Import quotas are a form of protectionism. An import quota fixes the quantity of a particular good that foreign producers may bring into a country over a specific period, usually a year. The U.S. government imposes quotas to protect domestic industries from foreign competition. Import quotas are usually justified as a means of protecting workers who otherwise might be laid off. They also can raise prices for the consumer by reducing the amount of cheaper, foreign-made goods imported and thus reducing competition for domestic industries of the same goods.
The GENERAL AGREEMENT ON TARIFFS AND TRADE (GATT) (61 Stat. A3, T.I.A.S. No. 1700, 55 U.N.T.S. 187), which was opened for signatures on October 30, 1947, is the principal international multilateral agreement regulating world trade. GATT members were required to sign the Protocol of Provisions Application of the General Agreement on Tariffs and Trades (61 Stat. A2051, T.I.A.S. No. 1700, 55 U.N.T.S. 308). The Protocol of Provisions set forth the rules governing GATT and it also governs import quotas. This agreement became effective January 1, 1948, and the United States is still bound by it. GATT has been renegotiated seven times since its inception; the most recent version became effective July 1, 1995, with 123 signatories.

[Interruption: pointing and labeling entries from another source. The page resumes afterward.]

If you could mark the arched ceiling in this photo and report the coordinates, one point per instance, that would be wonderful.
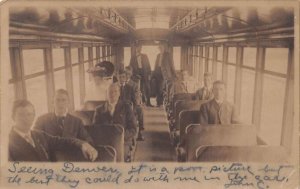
(144, 23)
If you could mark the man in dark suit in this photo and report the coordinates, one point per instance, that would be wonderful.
(61, 122)
(205, 93)
(32, 145)
(128, 92)
(138, 109)
(164, 71)
(218, 110)
(116, 111)
(141, 67)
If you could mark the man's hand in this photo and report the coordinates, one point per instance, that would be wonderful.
(89, 151)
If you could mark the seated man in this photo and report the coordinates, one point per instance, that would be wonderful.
(218, 110)
(205, 93)
(127, 91)
(177, 86)
(60, 122)
(115, 111)
(32, 145)
(138, 109)
(188, 81)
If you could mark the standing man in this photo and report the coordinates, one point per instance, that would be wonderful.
(32, 145)
(141, 67)
(138, 109)
(116, 111)
(205, 93)
(218, 110)
(164, 71)
(61, 122)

Import quotas once played a much greater role in global trade, but the 1995 renegotiation of GATT has made it increasingly difficult for a country to introduce them. Nations can no longer impose temporary quotas to offset surges in imports from foreign markets. Furthermore, an import quota that is introduced to protect a domestic industry from foreign imports is limited to at least the average import of the same goods over the last three years. In addition, the 1995 GATT agreement identifies the country of an import's origin in order to prevent countries from exporting goods to another nation through a third nation that does not have the same import quotas. GATT also requires that all import quota trade barriers be converted into tariff equivalents. Therefore, although a nation cannot seek to deter trade by imposing ARBITRARY import quotas, it may increase the tariffs associated with a particular import.
In the United States, the decade from the mid-1980s to the mid-1990s saw import quotas placed on textiles, agricultural products, automobiles, sugar, beef, bananas, and even under-wear—among other things. In a single session of Congress in 1985, more than three hundred protectionist bills were introduced as U.S. industries began voicing concern over foreign competition.
Many U.S. companies headquartered in the United States rely on manufacturing facilities outside of the country to produce their goods. Because of import quotas, some of these companies cannot get their own products back into the United States. While such companies lobby Congress to change what they consider to be an unfair practice, their opposition argues that this is the price to be paid for giving away U.S. jobs to foreign countries.
Nearly every country restricts imports of foreign goods. For example, in 1996—even after the new version of GATT went into effect—Vietnam restricted the amount of cement, fertilizer, and fuel and the number of automobiles and motorcycles it would import. The import quotas of foreign countries can adversely affect U.S. industries that try to sell their goods abroad. The U.S. economy has suffered because of foreign import quotas on canned fruit, cigarettes, leather, insurance, and computers. In a market that has become overcrowded with U.S. entertainment, the European Communities have chosen to enforce import quotas on U.S.-made films and television in an effort to encourage Europe's own industries to become more competitive.